Il évoque également la nécessité de développer des outils modernes : « il est aussi question de technologies de surveillance pour garantir l’efficacité de l’application des mesures. »

Une mobilisation nationale autour des activités habilitantes

Pour répondre à ces enjeux, les autorités sénégalaises ont engagé un processus inclusif impliquant l’ensemble des acteurs concernés. « Nous sommes au début de l’aventure. C’est pourquoi nous avons convié différentes institutions impliquées dans l’action de l’État en mer pour partager les enjeux liés à cet accord », explique-t-il encore.

Avec l’appui du Fonds pour l’environnement mondial, des activités habilitantes ont été lancées afin de renforcer les capacités nationales. « Il s’agit de doter les institutions des moyens nécessaires pour assurer la mise en œuvre effective de cet accord », ajoute-t-il.

Un changement de paradigme pour les populations

Au-delà des institutions, l’accord BBNJ implique une nouvelle vision de la gestion des espaces marins. « Le paradigme change. On ne peut plus se limiter à une gestion verticale ou strictement littorale », affirme Oumar Sow.

Qui insiste sur l’interconnexion des écosystèmes marins : « les activités qui se déroulent dans les zones internationales ont des répercussions directes sur les zones côtières, même si cela n’est pas toujours perceptible pour les citoyens. »

Dans un monde globalisé, où « 71 % de la planète est constituée d’océans », les impacts des activités maritimes dépassent largement les frontières nationales. « Il faut désormais penser à nos estuaires jusqu’aux zones internationales », souligne-t-il, appelant à un vaste effort de sensibilisation des communautés côtières.

Un leadership régional à consolider

Le Sénégal entend capitaliser sur son expérience en matière de gestion des aires marines protégées. « Le pays est considéré comme un leader dans ce domaine », rappelle Oumar Sow.

Des ambitions sont déjà affichées pour la création d’aires marines protégées en haute mer. Par ailleurs, une initiative régionale est en cours au sein de la CEDEAO, avec une forte implication du Sénégal. « Nous revenons d’une réunion à Abuja pour anticiper le cadre de gouvernance », précise-t-il, tout en reconnaissant que « ce ne sera pas une tâche facile ».

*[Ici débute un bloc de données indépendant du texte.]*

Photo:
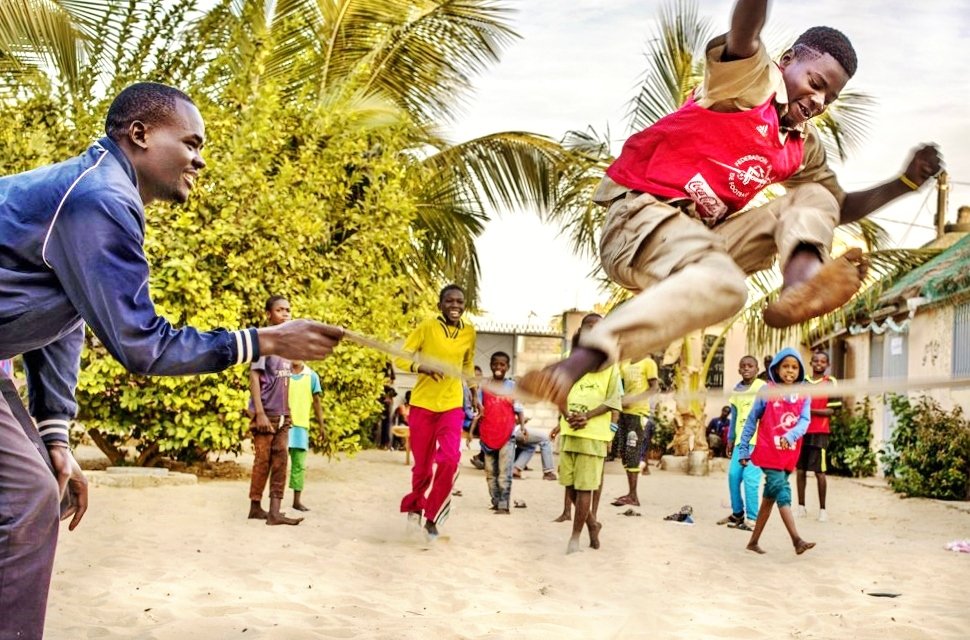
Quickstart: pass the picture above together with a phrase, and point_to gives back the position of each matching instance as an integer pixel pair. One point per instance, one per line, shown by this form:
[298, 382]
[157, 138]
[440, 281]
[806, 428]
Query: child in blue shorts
[781, 421]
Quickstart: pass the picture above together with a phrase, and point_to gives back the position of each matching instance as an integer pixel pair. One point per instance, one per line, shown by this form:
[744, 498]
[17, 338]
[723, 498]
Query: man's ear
[138, 134]
[787, 58]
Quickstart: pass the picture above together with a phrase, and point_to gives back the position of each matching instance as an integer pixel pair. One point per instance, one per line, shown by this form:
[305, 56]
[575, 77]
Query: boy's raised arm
[744, 37]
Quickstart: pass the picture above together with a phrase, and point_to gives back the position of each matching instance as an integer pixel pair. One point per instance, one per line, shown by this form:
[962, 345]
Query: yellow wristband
[909, 183]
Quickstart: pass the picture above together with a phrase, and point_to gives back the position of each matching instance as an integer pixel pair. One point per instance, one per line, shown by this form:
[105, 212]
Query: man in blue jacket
[71, 253]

Vers une ratification prochaine

Sur le plan institutionnel, le processus suit son cours. « Au Sénégal, le Parlement doit autoriser le président de la République à procéder à la ratification », rappelle Oumar Sow.

Le texte devra encore passer par plusieurs étapes, notamment la conférence des présidents, le bureau et la commission compétente, avant son adoption en séance plénière. Une fois cette étape franchie, le chef de l’État pourra procéder à la ratification officielle.

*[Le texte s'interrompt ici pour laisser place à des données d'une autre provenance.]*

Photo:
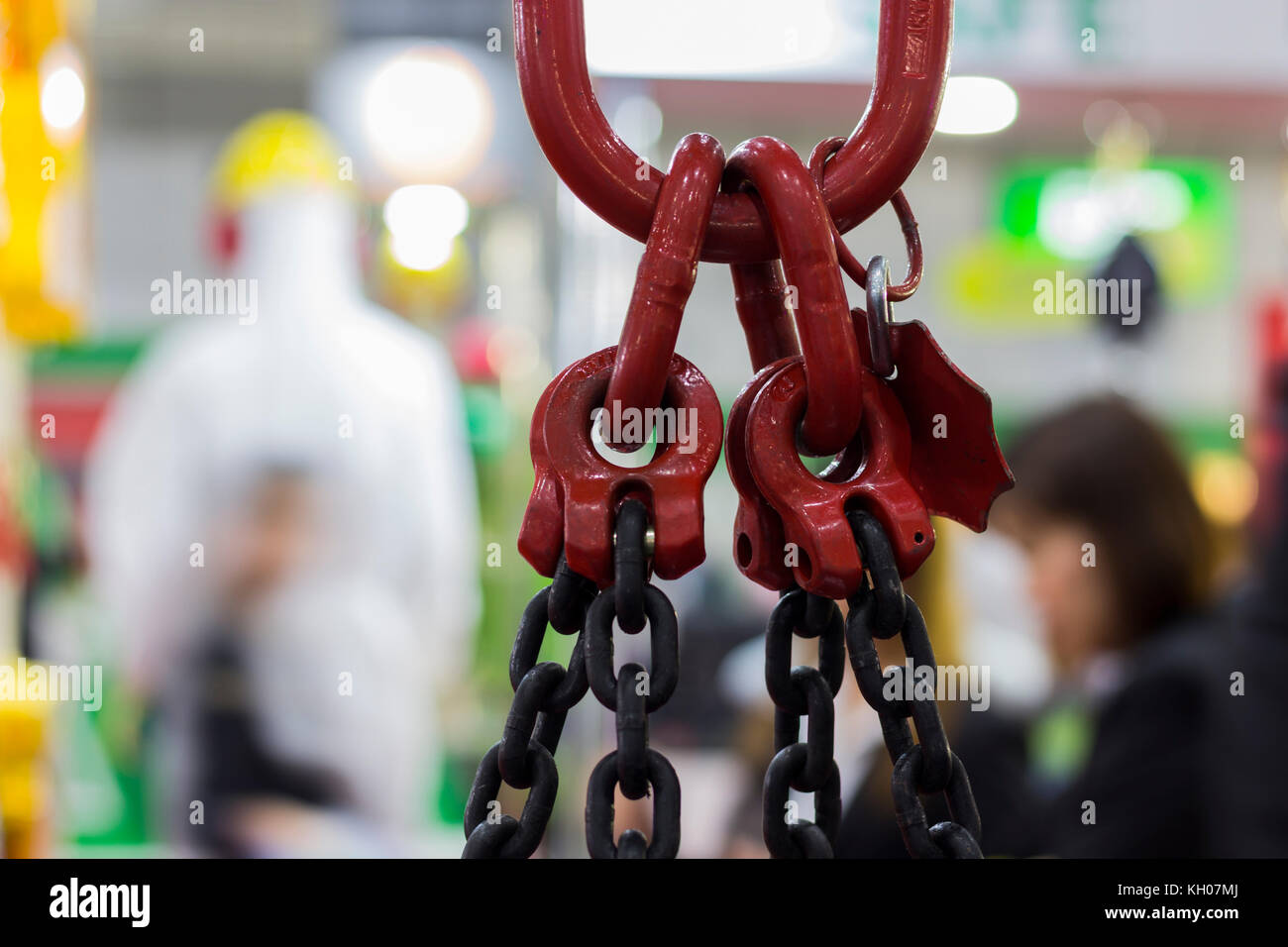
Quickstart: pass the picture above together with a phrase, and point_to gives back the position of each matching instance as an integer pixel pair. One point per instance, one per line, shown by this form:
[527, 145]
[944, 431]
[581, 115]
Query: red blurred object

Malgré ces étapes, l’optimisme reste de mise. « Nous sommes confiants quant à l’aboutissement du processus », assure-t-il, rappelant que la question de la ratification du traité BBNJ a déjà été évoquée comme une priorité lors des débats budgétaires à l’Assemblée nationale.

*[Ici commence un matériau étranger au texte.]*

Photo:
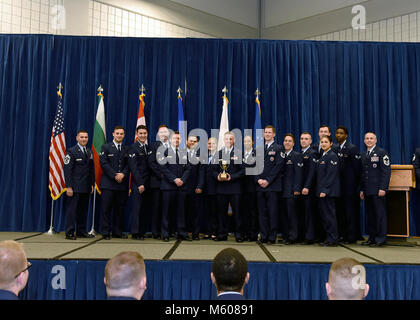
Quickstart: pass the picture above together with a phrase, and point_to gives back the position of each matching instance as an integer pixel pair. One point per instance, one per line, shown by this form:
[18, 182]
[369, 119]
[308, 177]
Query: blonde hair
[124, 270]
[340, 279]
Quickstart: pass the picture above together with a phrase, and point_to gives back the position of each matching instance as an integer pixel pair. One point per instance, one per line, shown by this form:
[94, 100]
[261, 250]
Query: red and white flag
[57, 183]
[141, 120]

À travers cette dynamique, le Sénégal confirme son engagement en faveur d’une gouvernance durable des océans, en phase avec les standards internationaux. L’accord BBNJ apparaît ainsi comme un levier stratégique pour protéger la biodiversité marine, renforcer la résilience écologique et positionner le pays comme un acteur clé de la diplomatie environnementale en Afrique de l’Ouest.